Batman Eternal has served many overlapping purposes over the past year. It has provided the primary locus for celebration of Batman’s 75th anniversary. It has been a venue for the introduction of new characters and the resurrection of old ones. It has allowed for the testing of new storylines. And it is the tool the Batman Office has used to lay the foundations for the Batman Universe to come in the wake of the upcoming Convergence break. It seems that this world will be a very interesting one.

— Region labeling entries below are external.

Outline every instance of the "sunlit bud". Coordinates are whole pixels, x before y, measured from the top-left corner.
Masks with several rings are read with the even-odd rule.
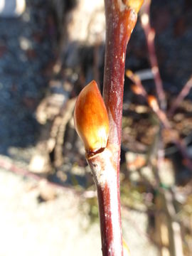
[[[74,122],[76,131],[87,152],[105,148],[110,124],[105,105],[95,81],[80,92],[75,107]]]
[[[147,101],[149,107],[156,112],[159,110],[159,107],[156,100],[156,98],[153,95],[149,95],[147,97]]]
[[[147,14],[143,14],[141,16],[141,21],[142,21],[142,26],[145,26],[148,25],[149,23],[149,15]]]
[[[132,85],[131,89],[132,89],[132,92],[134,94],[136,94],[137,95],[143,95],[142,89],[137,85]]]
[[[144,0],[124,0],[124,4],[134,9],[137,13],[140,10],[143,2]]]

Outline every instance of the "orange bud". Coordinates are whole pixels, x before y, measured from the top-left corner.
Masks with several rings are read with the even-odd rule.
[[[138,13],[143,4],[144,0],[123,0],[123,2],[128,7],[134,9]]]
[[[132,85],[131,89],[132,92],[136,94],[137,95],[143,95],[143,91],[140,87],[137,85]]]
[[[95,81],[92,81],[80,92],[75,107],[76,131],[88,152],[105,148],[110,123],[103,99]]]

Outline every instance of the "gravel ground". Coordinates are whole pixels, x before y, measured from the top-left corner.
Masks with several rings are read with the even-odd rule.
[[[0,153],[34,144],[34,110],[45,94],[53,58],[48,4],[28,0],[18,18],[0,18]]]
[[[0,169],[0,255],[102,255],[99,223],[90,224],[80,210],[82,204],[86,208],[82,198],[47,185],[56,198],[40,203],[42,188],[43,182]],[[145,215],[132,210],[123,220],[124,238],[133,256],[158,255],[144,235],[146,223]]]

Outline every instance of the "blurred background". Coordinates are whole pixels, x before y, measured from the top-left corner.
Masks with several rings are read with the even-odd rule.
[[[189,256],[192,1],[147,3],[126,58],[123,236],[132,255]],[[102,255],[73,112],[102,90],[105,23],[103,0],[0,0],[1,256]]]

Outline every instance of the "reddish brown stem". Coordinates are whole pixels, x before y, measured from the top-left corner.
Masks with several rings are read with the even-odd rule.
[[[123,255],[119,196],[119,156],[126,49],[137,14],[122,0],[105,0],[106,46],[103,98],[110,119],[104,152],[88,159],[97,186],[102,253]],[[102,161],[102,156],[105,157]],[[102,170],[102,175],[98,176]],[[105,182],[103,182],[105,176]]]

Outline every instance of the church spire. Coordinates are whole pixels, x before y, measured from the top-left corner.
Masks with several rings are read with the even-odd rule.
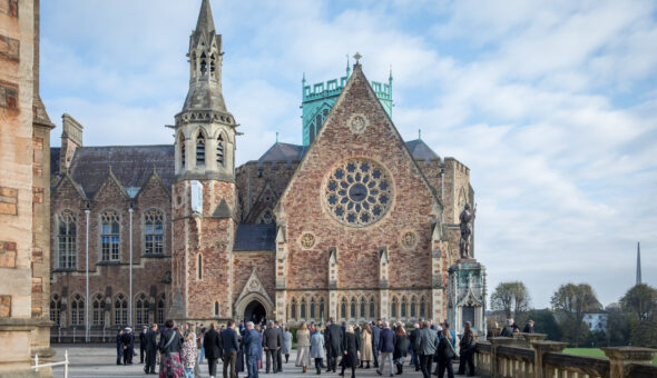
[[[641,285],[641,243],[637,242],[637,285]]]

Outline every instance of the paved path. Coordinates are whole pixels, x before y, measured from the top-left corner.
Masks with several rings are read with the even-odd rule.
[[[116,350],[108,345],[55,345],[53,348],[57,350],[55,361],[63,360],[63,351],[68,350],[68,356],[71,361],[69,366],[69,377],[71,378],[98,378],[98,377],[121,377],[121,378],[134,378],[134,377],[158,377],[147,376],[144,374],[144,365],[139,362],[139,356],[135,357],[135,365],[117,366],[116,365]],[[294,366],[295,351],[290,356],[290,362],[283,365],[283,374],[266,375],[264,370],[261,370],[261,378],[310,378],[315,375],[314,369],[308,369],[308,372],[303,374],[301,368]],[[264,361],[263,361],[264,365]],[[455,367],[455,366],[454,366]],[[386,368],[388,370],[388,368]],[[200,372],[203,378],[207,378],[207,364],[202,364]],[[222,365],[217,367],[218,377],[222,377]],[[56,368],[53,370],[55,377],[63,377],[63,369]],[[239,377],[245,377],[241,374]],[[327,374],[322,371],[322,377],[341,378],[337,374]],[[349,377],[349,372],[346,374]],[[375,369],[356,369],[357,378],[379,378]],[[384,376],[385,377],[385,376]],[[396,377],[396,376],[395,376]],[[420,372],[415,372],[412,367],[404,366],[404,374],[402,377],[409,378],[422,378]],[[435,377],[435,376],[434,376]],[[447,375],[445,375],[447,377]],[[461,377],[461,376],[457,376]]]

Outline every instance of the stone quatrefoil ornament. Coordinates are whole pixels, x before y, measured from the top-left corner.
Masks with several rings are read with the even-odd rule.
[[[393,198],[389,175],[379,163],[350,159],[335,167],[324,190],[331,215],[350,227],[369,226],[385,215]]]

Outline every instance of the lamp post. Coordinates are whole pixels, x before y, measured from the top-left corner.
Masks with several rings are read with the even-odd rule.
[[[85,232],[86,241],[86,256],[85,256],[85,284],[87,286],[85,297],[85,341],[89,342],[89,202],[85,209],[87,217],[87,232]]]
[[[130,300],[128,301],[128,312],[130,314],[128,319],[128,324],[131,327],[133,326],[133,202],[130,202],[130,208],[128,209],[128,212],[130,213],[130,236],[129,236],[129,242],[130,242]]]

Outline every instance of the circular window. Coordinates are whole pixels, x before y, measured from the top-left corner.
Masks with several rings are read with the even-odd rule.
[[[383,167],[365,159],[351,159],[335,167],[324,191],[333,217],[352,227],[364,227],[383,218],[392,196],[391,180]]]

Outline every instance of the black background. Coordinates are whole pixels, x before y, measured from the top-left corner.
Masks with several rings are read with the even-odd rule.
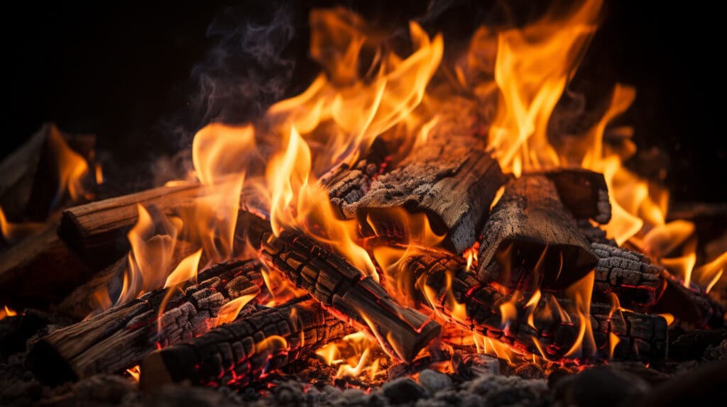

Under the guidance of group editor Mark Doyle, the Batman Office appears to be evolving into a system of sub-families, each emphasizing a different tone and approach to the world of the Bat Family. Three of these sub-families have become clear in outline, two of which are glimpsed in Batman Eternal #43. The first is a set of books emphasizing the young, hip, technologically savvy members of the Bat World. The new Batgirl has blazed the way for this, and in this issue the circle of Red Robin, Bluebird, Cullen Row, and Spoiler provide a much expanded cast for this sub-family. Tim Drake is the veteran, full of combat experience but awkward and ignorant about people. Harper Row is eager and determined and sharp in mind and wit. Stephanie Brown nurses dark secrets inside a bright persona. Cullen Row is the gentle healer that holds them all together. And Batgirl is the unspoken, unseen presence, the power circling in the background. This group provides the cast for at least two, and possibly three or four books, especially if Gotham Academy is folded into the sub-family.
The art in this book as well as the writing provides a foundation for a unified group of comics. The figures and colors here are somewhat in the nature of exaggerated cartoons. In this, they are not identical to Babs Tarr’s work on Batgirl, but they have resonance with it, and with Karl Kerschl’s work on Gotham Academy. It is too much to say that a family look has become apparent, but the suggestion of one is there, certainly enough to work with should the Batman Office decide to go specifically in such a direction.
The other group of books becoming clearly apparent in this issue is that emphasizing espionage and intrigue and adventure with heavy erotic overtones. The two titles currently representing this sub-family are Grayson and Catwoman. Selina Kyle in her new role of Queen of Crime in Gotham gives Stephanie Brown a lesson in the rules of this kind of story as she reminds Spoiler that Gotham is a complicated place filled with competing power centers, including not just Batman and the mob and the villains but the police and the CIA and the FBI and ARGUS. One expects, based on recent interviews, that Spyral will shortly be joining this mix. Someone who wants to play on this level, that is to say in this sub-family, has to negotiate a thicket of shifting alliances, intricate relationships, explosive violence, and intense relationships. But style is of the essence, and sexiness is a professional asset. In other words, no children need apply, and amateurs better learn fast lest they die or worse.
The third sub-family is magic and horror, currently represented by Gotham by Midnight. The Arkham arc of Batman Eternal featuring Batwing has laid the foundation for this, and perhaps Luke Fox has a future in this group of books.
The future will reveal where the rest of the Batman Universe fits into this emerging system. Julia Pennyworth, for instance, seems a natural member of the intrigue and espionage sub-family. But what about Jason Todd? Or the resurrected Damian? And how will Batman himself interact with these new groups of books? It will be fascinating to watch the new world take shape.
The actual story moves forward only a tiny bit, as Spoiler reveals yet another wrinkle in the grand scheme to discredit Batman and Bruce Wayne. The main purpose of this book, at which it proves very successful, is to lay the foundation for the future shape of the Batman Universe. We are seeing a world take shape where a huge, continually expanding Bat Family divides into several sub-groups of different tones and focus, each supporting different books for different audiences. The vision of Batman group editor Mark Doyle is clear in this issue. It is a future worth anticipating, whatever the more immediate outcome of this weekly.